LLM-as-a-judge suffers from high uncertainty and low reliability in NLG evaluation. To address this, we introduce conformal prediction—the first such application—to LLM-based assessment, proposing an interval-scoring framework that yields continuous prediction intervals with statistically guaranteed coverage via a single inference pass. For discrete scoring tasks, we design an ordinal boundary adjustment mechanism and use the interval midpoint as a low-bias score estimator. Additionally, prompt optimization is integrated to enhance cross-prompt consistency. Experiments across multiple benchmarks demonstrate that our method significantly improves the reliability and stability of LLM judgments, achieving well-calibrated uncertainty quantification. It establishes a novel paradigm for trustworthy automated evaluation of NLG systems.

LLM-as-a-judge has become a promising paradigm for using large language models (LLMs) to evaluate natural language generation (NLG), but the uncertainty of its evaluation remains underexplored.
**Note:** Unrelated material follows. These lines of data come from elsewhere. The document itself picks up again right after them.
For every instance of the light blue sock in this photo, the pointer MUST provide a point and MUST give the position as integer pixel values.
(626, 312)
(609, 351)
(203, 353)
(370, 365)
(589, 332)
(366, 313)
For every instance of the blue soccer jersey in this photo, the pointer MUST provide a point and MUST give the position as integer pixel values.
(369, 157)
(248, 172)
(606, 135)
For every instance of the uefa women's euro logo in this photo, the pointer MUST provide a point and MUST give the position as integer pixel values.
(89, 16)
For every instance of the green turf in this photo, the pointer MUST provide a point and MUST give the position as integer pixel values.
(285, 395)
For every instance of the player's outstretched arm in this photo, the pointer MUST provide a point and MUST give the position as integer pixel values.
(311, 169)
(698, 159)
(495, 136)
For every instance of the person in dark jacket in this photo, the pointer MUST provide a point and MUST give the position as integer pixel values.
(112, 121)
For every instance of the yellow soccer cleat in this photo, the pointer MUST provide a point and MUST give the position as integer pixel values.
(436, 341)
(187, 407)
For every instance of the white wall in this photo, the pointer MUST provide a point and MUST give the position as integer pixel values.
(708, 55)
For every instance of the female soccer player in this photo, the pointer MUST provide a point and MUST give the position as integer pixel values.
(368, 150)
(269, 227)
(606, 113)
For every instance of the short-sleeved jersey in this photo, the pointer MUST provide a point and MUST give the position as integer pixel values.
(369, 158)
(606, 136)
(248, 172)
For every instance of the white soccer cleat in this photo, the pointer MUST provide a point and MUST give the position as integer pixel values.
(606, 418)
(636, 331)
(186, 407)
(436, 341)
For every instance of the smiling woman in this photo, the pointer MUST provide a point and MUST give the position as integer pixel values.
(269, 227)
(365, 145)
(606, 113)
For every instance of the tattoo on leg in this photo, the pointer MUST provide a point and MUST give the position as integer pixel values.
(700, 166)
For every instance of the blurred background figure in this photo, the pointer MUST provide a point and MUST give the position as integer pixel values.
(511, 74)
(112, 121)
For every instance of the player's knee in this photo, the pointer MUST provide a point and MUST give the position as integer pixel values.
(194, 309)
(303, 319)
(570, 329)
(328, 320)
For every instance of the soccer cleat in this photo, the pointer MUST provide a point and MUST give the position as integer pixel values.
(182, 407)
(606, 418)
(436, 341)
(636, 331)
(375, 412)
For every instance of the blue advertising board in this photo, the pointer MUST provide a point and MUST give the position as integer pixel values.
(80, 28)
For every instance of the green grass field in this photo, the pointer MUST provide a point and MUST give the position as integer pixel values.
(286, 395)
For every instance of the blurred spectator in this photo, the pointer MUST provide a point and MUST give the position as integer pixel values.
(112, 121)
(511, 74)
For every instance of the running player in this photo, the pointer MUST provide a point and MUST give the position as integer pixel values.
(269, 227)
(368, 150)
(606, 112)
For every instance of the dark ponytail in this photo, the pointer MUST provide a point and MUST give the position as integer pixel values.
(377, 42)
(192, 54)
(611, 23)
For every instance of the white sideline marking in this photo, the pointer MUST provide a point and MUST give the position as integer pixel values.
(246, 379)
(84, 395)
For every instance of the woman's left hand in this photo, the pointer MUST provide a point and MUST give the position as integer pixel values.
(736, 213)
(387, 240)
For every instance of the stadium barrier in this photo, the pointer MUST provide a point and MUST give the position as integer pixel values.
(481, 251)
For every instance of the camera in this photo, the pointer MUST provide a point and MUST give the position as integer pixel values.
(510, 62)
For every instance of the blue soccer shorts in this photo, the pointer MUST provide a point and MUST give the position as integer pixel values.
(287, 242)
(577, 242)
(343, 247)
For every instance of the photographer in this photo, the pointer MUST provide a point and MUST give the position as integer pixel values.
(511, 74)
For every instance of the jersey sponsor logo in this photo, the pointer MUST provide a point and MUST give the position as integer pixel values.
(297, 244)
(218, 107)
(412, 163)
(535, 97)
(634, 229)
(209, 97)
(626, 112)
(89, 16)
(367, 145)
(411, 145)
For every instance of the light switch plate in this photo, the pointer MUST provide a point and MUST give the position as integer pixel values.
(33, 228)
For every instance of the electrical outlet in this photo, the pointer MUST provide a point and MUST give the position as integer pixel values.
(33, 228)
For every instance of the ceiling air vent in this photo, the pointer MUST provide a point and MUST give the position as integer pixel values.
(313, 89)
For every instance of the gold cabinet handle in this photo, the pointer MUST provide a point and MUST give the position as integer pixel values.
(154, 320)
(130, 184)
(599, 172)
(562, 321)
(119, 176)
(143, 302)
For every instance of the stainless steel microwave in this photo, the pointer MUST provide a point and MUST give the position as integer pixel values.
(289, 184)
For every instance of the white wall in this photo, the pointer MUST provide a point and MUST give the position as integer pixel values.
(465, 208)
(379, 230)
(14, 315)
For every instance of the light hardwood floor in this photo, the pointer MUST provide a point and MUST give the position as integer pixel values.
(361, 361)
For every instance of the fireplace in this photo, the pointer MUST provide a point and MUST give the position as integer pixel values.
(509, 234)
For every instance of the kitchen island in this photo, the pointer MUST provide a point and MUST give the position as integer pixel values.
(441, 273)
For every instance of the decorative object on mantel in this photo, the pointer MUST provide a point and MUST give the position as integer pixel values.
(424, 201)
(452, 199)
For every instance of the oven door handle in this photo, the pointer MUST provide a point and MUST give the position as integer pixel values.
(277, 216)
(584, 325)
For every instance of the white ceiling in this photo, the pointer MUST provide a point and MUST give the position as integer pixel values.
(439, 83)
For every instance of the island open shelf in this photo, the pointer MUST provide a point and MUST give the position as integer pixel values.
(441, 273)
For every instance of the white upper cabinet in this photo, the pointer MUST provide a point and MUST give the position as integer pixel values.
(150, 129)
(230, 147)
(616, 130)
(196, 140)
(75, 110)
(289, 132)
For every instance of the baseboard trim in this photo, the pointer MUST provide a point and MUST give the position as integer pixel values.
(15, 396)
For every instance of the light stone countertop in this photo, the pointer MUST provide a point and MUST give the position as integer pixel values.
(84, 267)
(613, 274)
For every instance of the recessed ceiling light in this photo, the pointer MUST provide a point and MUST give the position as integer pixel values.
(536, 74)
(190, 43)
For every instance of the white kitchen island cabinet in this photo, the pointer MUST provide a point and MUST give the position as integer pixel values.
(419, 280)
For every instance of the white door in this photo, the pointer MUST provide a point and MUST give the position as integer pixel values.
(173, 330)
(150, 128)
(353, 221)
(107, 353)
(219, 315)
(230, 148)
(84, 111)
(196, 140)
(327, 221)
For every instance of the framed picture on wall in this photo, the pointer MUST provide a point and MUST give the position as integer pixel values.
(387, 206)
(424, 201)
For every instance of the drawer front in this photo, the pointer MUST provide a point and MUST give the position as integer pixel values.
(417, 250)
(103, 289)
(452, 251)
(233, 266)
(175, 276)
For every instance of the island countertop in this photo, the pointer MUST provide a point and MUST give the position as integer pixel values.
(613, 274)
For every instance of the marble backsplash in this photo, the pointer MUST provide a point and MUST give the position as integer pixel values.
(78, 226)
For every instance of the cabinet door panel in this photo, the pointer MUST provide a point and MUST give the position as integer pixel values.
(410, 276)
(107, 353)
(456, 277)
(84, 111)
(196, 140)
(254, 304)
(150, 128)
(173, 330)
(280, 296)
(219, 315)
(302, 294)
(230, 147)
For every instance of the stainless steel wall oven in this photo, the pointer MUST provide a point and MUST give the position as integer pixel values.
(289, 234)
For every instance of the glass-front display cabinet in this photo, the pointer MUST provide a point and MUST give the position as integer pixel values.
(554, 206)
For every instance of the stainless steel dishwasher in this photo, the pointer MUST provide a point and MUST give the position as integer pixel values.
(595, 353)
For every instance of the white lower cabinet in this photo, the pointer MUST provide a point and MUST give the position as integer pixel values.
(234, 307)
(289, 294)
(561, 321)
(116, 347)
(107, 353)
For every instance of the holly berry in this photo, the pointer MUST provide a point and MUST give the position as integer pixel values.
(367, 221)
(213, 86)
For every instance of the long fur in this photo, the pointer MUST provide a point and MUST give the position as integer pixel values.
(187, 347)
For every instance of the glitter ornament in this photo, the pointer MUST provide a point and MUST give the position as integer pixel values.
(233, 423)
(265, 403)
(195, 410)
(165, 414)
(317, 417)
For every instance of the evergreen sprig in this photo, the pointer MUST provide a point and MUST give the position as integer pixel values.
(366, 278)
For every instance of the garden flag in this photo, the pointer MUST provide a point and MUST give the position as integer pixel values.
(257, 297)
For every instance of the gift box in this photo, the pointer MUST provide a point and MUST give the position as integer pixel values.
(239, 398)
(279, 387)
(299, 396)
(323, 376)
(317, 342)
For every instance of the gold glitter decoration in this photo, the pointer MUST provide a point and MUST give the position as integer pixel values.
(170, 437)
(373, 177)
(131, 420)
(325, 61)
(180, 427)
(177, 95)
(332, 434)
This lack of reliability may limit its deployment in many applications. This work presents the first framework to analyze the uncertainty by offering a prediction interval of LLM-based scoring via conformal prediction. Conformal prediction constructs continuous prediction intervals from a single evaluation run, and we design an ordinal boundary adjustment for discrete rating tasks. We also suggest a midpoint-based score within the interval as a low-bias alternative to raw model score and weighted average. We perform extensive experiments and analysis, which show that conformal prediction can provide valid prediction interval with coverage guarantees. We also explore the usefulness of interval midpoint and judge reprompting for better judgment.